SO ON TIME RIGHT?? I KNOW!!
I went on a business trip to San Francisco that absolutely wrecked me after my coworkers and I thought it'd be a stellar idea to walk from Haight/Ashbury back to Union Square with completely inappropriate footwear and shopping bags up hill, downhill, then uphill, and downhill like 17,000 times on repeat. All on the first day mind you. The next two days were limptastic with fully flared shin splints and the sweatiest armpits but coldest face from all the walking in the icy wind. Three exhausting days and a fat cold sore later I was back home, only to jump back into work and get not nearly enough sleep. I'm just now starting to pull out of zombie mode and have found a moment to finally post my recap of NYFW. I almost didn't because when I feel super behind I usually just hit the reset button and jump forward to whatever's current instead of even attempting to get caught up. Buuuut I knew you were dying to see what I had to say cause, you know, I'm totally important and shit. HA!
Acne
Isn't it obvious? ALL RED, yes. Plus you know my preference of wearing clothes I could potentially sleep in - very key for narcoleptics like me. No really. But those glasses - what's going on here? I don't think there's one fashionable person who's ever been able to pull off Matrix glasses. Not one. Ever.
Jeremy Laing
I'm going to admit I didn't know much about him until I saw the amazing bubble sweater, but I do love me some Laing now! Check out that weird sweater thing! Are you as confused by it as I am? It's love. Love makes no sense.

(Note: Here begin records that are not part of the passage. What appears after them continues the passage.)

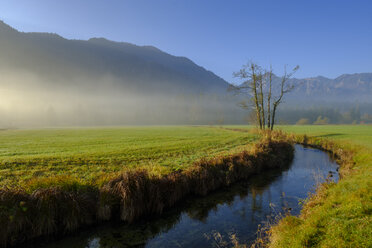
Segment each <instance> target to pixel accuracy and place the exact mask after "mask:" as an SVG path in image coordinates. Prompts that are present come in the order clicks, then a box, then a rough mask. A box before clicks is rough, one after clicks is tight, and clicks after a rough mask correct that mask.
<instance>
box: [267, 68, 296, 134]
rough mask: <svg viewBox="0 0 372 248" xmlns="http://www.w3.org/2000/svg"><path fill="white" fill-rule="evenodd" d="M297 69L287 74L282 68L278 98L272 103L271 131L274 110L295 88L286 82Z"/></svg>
mask: <svg viewBox="0 0 372 248" xmlns="http://www.w3.org/2000/svg"><path fill="white" fill-rule="evenodd" d="M299 68H300V67H299V66H298V65H297V66H296V67H295V68H293V70H292V71H291V72H290V73H287V68H286V67H284V75H283V76H282V78H281V82H280V93H279V96H278V97H277V98H276V99H275V100H274V102H273V112H272V117H271V125H270V127H269V128H270V129H271V130H273V129H274V124H275V114H276V110H277V108H278V106H279V104H281V103H282V101H283V97H284V95H285V94H287V93H289V92H291V91H292V90H293V89H294V88H295V85H294V84H290V83H289V82H288V80H289V79H290V78H291V77H292V76H293V74H295V73H296V71H297V70H298V69H299Z"/></svg>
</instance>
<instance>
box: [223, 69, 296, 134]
mask: <svg viewBox="0 0 372 248" xmlns="http://www.w3.org/2000/svg"><path fill="white" fill-rule="evenodd" d="M298 69H299V66H296V67H295V68H294V69H293V70H292V71H291V72H290V73H287V70H286V67H285V68H284V75H283V76H282V77H281V79H280V81H279V82H277V81H274V79H275V78H276V77H275V75H274V73H273V69H272V67H271V66H270V69H269V70H265V69H263V68H262V67H261V66H259V65H257V64H255V63H252V62H250V63H248V64H246V65H243V66H242V68H241V69H240V71H238V72H235V73H234V77H236V78H239V79H240V80H242V82H241V83H240V84H239V85H231V87H230V90H233V91H235V92H236V93H237V94H243V95H244V96H248V99H245V100H243V101H241V102H240V103H239V105H240V107H242V108H244V109H249V108H250V107H253V110H254V112H255V113H256V123H257V125H258V126H259V127H260V129H265V128H266V124H267V128H268V129H270V130H273V129H274V125H275V116H276V111H277V109H278V106H279V105H280V104H281V103H282V102H283V97H284V95H285V94H287V93H289V92H290V91H292V90H293V89H294V87H295V85H293V84H290V83H289V79H290V78H291V77H292V76H293V74H294V73H295V72H296V71H297V70H298ZM265 106H266V107H267V108H266V110H265ZM266 118H267V122H266Z"/></svg>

Jeremy ScottNot usually a fan, but for some reason I always love his weirdo leather pieces. Like the cropped biker jacket from his Flintstones collection that had the jagged-cut bottom hem. Then there's this skirt, which is amazing but probably so expensive. So expensive, in fact, that you shouldn't even start dreaming about it and just go to your local fetish shop as I'm sure there will be something similarly streetwalker-ish there. Streetwalker is my dad's word for WHORE. And this guy...is it just me or does he look
way self-conscious?
Can someone please tell me WTH is going on with the fake bangs? I'm thinking runway quality hairstyles are supposed to look convincing. That's clearly not what's going on here. Except for Abbey, who is looking quite boss with her new white hair. Did you notice her rogue toe though? I did. Those two dresses saved the day.
Proenza Schouler
TEXTURE! TEXTURE! TEXTURE!
Rodarte
Everything. I want everything. Two things I have a major weakness for. Wood and those blue/white porcelain vase prints. Dear Laura and Kate, thank you for combining the two and bringing joy to my eyes. Oh and Kate, I love you for wearing New Balances. ps. I have those. YAY! Shoe twins, high five!
TSE
Lately all I want are slouchy, comfy cardigans and anything with leather or leather trims. Oh hi, look it's everything I ever wanted! With bonus Wonderwoman cuffs. I can be the Cashmere Superhero, fighting the war against itchy wools and acrylic blends.
Alexander Wang
As trendy as the brand has become I've loved every collection because he makes such beautiful, clean, wearable things.
Until now. You're no longer in the circle of trust, Alex. Unless you give me these awesome shoes. Then we'll call it even.